Deezer brings B2B services under one brand, expands AI detection offering
French music streaming company Deezer has reorganised its business-to-business activities under a single brand, Deezer for Business, bringing together its partnerships, advertising and technology licensing operations.
Deezer chief commercial officer Julien Delbourg.
The Paris-based company said the platform would also make its AI music detection technology commercially available to third parties through the new business unit.
The move comes days after Deezer reported its first full-year net profit for 2025, as the company looks to expand revenue beyond consumer subscriptions.
According to Deezer, the new B2B structure will operate across five areas:
- Deezer for Partners, which allows telecoms companies and retailers to bundle Deezer with their consumer offers
- Deezer Music as a Service, which provides a licensed catalogue and technology for companies building their own streaming products
- Deezer for Advertisers, an audio advertising platform serving Deezer and partner audio services
- Deezer for Professionals, which supplies licensed music for physical venues
- Deezer AI Detection, which identifies and tags AI-generated tracks and is now being offered to outside organisations
Deezer chief commercial officer Julien Delbourg, said the company was consolidating services it had built over many years.

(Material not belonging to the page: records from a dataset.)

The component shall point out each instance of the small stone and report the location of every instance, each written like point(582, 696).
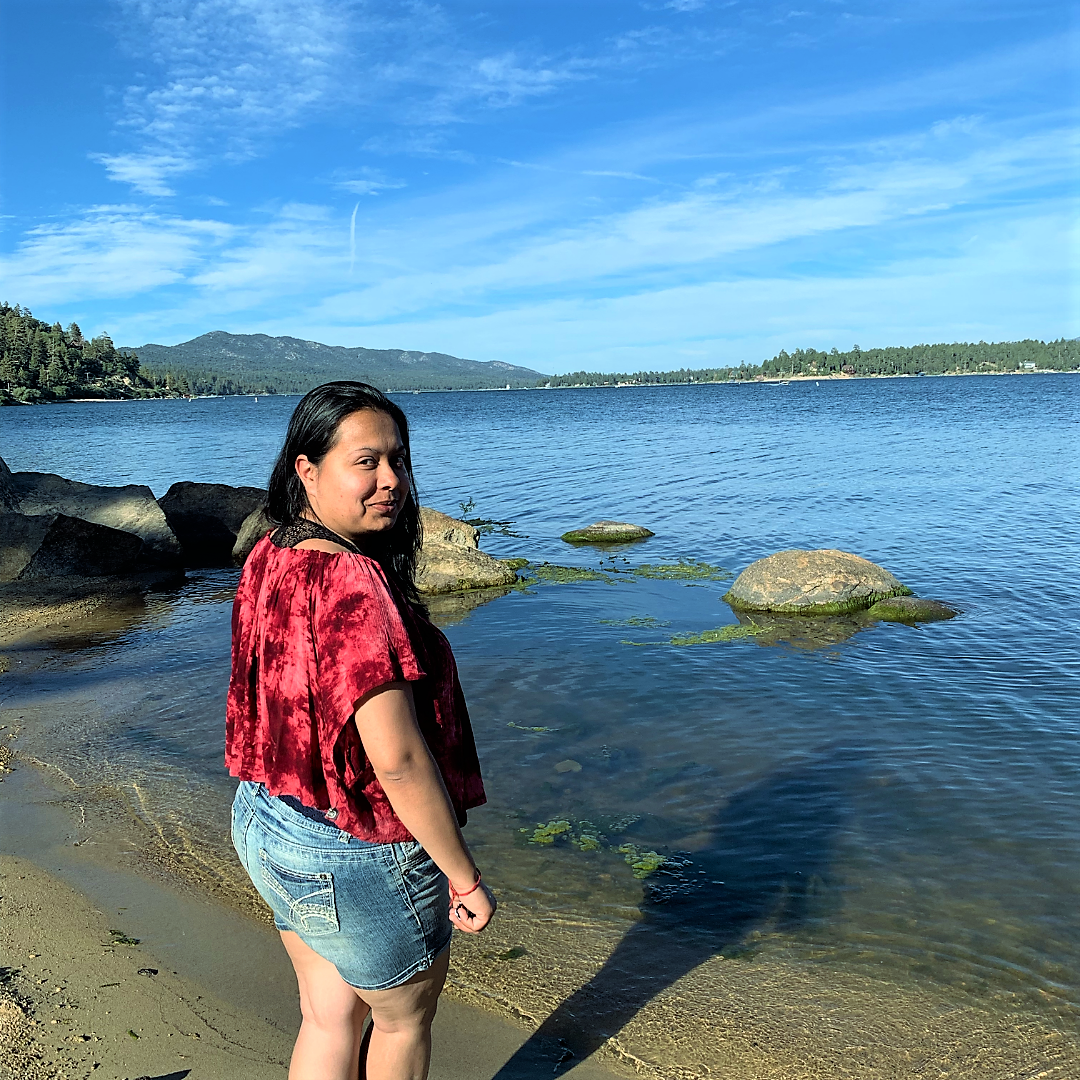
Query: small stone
point(608, 532)
point(910, 609)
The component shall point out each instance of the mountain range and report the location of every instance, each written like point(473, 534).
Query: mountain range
point(256, 363)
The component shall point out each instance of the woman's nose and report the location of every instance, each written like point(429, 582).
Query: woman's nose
point(389, 477)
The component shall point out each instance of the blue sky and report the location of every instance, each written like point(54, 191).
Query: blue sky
point(607, 185)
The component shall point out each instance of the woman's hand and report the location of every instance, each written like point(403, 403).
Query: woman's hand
point(473, 913)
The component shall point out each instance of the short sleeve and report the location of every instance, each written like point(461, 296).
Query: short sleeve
point(361, 642)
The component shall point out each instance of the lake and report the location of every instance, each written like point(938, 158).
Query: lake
point(883, 802)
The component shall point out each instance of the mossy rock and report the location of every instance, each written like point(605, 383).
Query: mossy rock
point(910, 609)
point(812, 582)
point(608, 532)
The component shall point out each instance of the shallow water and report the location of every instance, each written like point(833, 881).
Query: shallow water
point(900, 802)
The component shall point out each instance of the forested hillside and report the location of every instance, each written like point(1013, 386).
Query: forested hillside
point(219, 363)
point(45, 362)
point(959, 359)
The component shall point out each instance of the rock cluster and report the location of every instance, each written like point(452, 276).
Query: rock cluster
point(55, 528)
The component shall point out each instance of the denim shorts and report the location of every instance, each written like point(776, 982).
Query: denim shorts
point(378, 912)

“For more than 15 years, Deezer has helped brands create differentiation and build meaningful consumer relationships through the power of music, and with the launch of Deezer for Business we’re now taking the next step on this journey, ready to meet any use case and deliver measurable impact for our partners,” he said.
Speaking at a press conference, Delbourg said the new structure was intended to present Deezer’s existing B2B operations more clearly.
“We’ve been building muscles over the past 20 years, and it’s been core to the company close to its beginnings,” he said. “It’s one platform, one brand, built around five solutions, supported by those 20 years of expertise.”
Deezer said its AI detection tool, first launched in January 2025, would now be licensed more widely. The company has said it remains the only streaming service actively detecting and labelling AI-generated music on its platform.
In January 2026, Deezer said it was receiving about 60,000 fully AI-generated tracks each day, representing around 39% of all daily music deliveries to the service. The company said up to 85% of streams on that content had been identified as fraudulent, demonetised and removed from the royalty pool.
It added that the technology had already been licensed commercially, including to French collecting society Sacem.
The announcement follows Deezer’s latest financial results, published on 18 March, which showed net income of €8.5 million for the 2025 financial year, compared with a €26 million loss the year before.
Although total subscribers fell 6.5% year on year to 9.1 million, the company said direct subscribers rose 8.3% to 5.7 million. Partnership subscribers, by contrast, fell 24.2% to 3.4 million.
Deezer’s “other” revenue segment, which includes advertising, white-label services and related income, rose 17.9% to €34.2 million in 2025. The company said this growth was driven largely by Sonos Radio and the expansion of its white-label business.
Delbourg said Deezer for Professionals, the newest business segment, had been launched as a pilot in 2025 and had signed up more than 300 customers during testing.
Separately, Deezer also announced an extension of its partnership with US speaker maker Sonos. Under the renewed deal, Deezer will continue to power Sonos Radio and Sonos Radio HD, while adding programmatic advertising through its new Deezer Ad Exchange.